This is an archived article that was published on sltrib.com in 2014, and information in the article may be outdated. It is provided only for personal research purposes and may not be reprinted.

This weekend's Utah forecast could have been penned by John J. Geddes, who celebrated "freshly cut Christmas trees smelling of stars and snow and pine resin."

That will be true, though, only if you trek into the northern and central mountains to "inhale deeply and fill your soul with wintry night," as the Canadian novelist advises. The National Weather Service says while snow, sometimes heavy, will blanket the peaks, the state's urban valleys will mostly settle for rain Saturday and Sunday.

Indeed, forecasters issued a Winter Storm Watch for the Wasatch, western Uintas and Book Cliffs mountain ranges beginning Saturday evening and running through Monday afternoon. From 10 to 20 inches of snow is expected to fall, with locally heavier totals possible.

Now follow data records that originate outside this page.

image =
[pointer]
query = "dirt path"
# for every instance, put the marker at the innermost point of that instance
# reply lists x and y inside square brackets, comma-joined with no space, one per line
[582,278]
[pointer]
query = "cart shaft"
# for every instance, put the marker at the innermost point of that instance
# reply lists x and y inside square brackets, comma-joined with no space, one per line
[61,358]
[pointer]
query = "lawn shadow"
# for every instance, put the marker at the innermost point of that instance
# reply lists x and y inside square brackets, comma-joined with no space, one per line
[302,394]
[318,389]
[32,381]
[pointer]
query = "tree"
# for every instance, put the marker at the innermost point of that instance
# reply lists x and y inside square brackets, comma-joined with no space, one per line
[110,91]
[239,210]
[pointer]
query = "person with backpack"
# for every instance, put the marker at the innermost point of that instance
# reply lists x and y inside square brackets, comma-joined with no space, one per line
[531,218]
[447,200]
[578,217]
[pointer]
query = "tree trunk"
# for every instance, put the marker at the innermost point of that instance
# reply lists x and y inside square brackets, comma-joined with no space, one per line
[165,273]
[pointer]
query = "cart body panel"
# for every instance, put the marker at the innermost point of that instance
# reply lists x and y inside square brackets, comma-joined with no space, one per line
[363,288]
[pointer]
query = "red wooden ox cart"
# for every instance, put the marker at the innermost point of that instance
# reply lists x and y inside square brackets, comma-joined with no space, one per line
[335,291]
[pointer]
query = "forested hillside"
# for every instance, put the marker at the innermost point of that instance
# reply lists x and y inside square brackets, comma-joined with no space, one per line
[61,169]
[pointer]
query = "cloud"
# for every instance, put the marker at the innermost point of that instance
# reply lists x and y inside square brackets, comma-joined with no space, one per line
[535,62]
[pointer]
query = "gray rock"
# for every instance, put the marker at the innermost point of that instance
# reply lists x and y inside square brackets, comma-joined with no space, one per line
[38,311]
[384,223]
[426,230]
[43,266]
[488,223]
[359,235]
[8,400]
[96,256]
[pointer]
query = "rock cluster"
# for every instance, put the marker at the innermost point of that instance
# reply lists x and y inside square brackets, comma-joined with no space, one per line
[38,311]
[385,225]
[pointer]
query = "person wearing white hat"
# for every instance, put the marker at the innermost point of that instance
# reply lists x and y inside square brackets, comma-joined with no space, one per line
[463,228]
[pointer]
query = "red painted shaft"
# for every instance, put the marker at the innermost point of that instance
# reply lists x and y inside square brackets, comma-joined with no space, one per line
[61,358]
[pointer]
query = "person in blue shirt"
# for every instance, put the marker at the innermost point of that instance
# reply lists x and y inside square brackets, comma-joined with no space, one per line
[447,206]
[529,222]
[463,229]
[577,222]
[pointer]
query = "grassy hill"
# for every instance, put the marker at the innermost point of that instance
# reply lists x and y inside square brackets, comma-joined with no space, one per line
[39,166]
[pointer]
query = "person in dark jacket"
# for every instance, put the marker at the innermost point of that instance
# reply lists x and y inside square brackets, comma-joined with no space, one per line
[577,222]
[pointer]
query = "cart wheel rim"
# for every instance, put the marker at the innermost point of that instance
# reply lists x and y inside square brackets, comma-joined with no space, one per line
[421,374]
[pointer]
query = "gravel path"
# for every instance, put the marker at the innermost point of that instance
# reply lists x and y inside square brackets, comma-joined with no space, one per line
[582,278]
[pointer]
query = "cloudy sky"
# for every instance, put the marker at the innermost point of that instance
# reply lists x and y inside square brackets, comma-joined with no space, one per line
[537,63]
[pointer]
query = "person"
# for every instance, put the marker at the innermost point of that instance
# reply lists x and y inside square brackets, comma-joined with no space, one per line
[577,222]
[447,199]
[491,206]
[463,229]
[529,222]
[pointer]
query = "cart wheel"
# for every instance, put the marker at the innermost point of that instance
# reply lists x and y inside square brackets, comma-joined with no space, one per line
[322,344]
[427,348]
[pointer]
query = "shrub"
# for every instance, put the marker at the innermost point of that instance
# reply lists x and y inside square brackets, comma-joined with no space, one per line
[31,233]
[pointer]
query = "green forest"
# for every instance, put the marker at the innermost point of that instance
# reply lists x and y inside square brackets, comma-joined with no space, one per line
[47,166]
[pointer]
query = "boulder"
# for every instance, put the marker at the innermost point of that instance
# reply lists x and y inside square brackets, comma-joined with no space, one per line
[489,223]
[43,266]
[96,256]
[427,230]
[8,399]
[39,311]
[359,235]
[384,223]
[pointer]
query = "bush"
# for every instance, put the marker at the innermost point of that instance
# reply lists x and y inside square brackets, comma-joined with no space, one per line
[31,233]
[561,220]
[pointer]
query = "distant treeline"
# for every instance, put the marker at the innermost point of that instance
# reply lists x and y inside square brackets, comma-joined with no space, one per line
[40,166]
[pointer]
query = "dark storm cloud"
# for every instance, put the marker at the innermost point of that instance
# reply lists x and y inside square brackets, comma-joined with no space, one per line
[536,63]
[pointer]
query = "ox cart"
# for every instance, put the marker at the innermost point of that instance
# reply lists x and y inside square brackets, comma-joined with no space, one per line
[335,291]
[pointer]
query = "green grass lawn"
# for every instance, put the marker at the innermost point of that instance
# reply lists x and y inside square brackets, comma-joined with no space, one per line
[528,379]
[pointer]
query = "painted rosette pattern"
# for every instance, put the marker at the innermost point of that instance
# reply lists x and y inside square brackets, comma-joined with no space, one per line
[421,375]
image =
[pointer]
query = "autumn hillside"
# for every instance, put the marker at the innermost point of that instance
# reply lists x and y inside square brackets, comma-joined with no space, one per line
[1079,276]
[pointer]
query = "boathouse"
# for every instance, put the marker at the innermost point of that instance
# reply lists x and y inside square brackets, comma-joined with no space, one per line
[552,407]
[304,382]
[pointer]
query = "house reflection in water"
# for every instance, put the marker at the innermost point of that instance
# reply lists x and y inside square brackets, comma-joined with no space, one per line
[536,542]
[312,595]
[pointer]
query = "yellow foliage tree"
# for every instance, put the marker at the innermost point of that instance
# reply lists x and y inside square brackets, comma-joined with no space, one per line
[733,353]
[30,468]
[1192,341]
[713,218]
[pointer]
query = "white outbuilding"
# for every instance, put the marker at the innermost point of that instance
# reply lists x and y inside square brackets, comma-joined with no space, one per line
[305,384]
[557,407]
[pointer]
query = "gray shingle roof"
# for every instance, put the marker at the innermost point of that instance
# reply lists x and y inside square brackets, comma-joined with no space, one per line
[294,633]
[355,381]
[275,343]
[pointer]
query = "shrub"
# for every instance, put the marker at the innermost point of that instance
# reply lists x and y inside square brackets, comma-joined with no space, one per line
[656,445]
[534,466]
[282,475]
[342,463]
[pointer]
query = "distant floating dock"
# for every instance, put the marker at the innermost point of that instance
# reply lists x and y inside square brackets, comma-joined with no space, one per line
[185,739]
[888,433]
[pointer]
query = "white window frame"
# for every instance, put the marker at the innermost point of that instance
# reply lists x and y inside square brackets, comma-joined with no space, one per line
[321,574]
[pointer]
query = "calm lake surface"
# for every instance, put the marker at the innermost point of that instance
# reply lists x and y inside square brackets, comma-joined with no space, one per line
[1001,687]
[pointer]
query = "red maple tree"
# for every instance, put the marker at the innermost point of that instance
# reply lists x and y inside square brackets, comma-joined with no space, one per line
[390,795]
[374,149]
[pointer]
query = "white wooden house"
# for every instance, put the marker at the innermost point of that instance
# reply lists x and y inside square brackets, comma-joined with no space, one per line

Lower elevations, though, will have to settle for a relatively few snowflakes and a lot of rain. Along the Wasatch Front temperatures will stay in the low- to mid-40s Saturday under cloudy skies with precipitation expected in the evening — a mirror forecast of that for Friday.

Southern Utahns will escape the rain and snow, though cloudy skies and high temperatures in the low- to mid-50s will prevail.

As of Friday, the Utah Division of Air Quality was forecasting continued compromised breathing conditons for the state's urban valleys, putting them under "yellow" flags. However, the storms could alleviate those conditions as the weekend progresses.

The Utah Avalanche Center rated the risk for potentially deadly mountain snowslides beginning Friday as "moderate" for all monitoring areas except for the Logan mountains, which earned a "low" risk grade.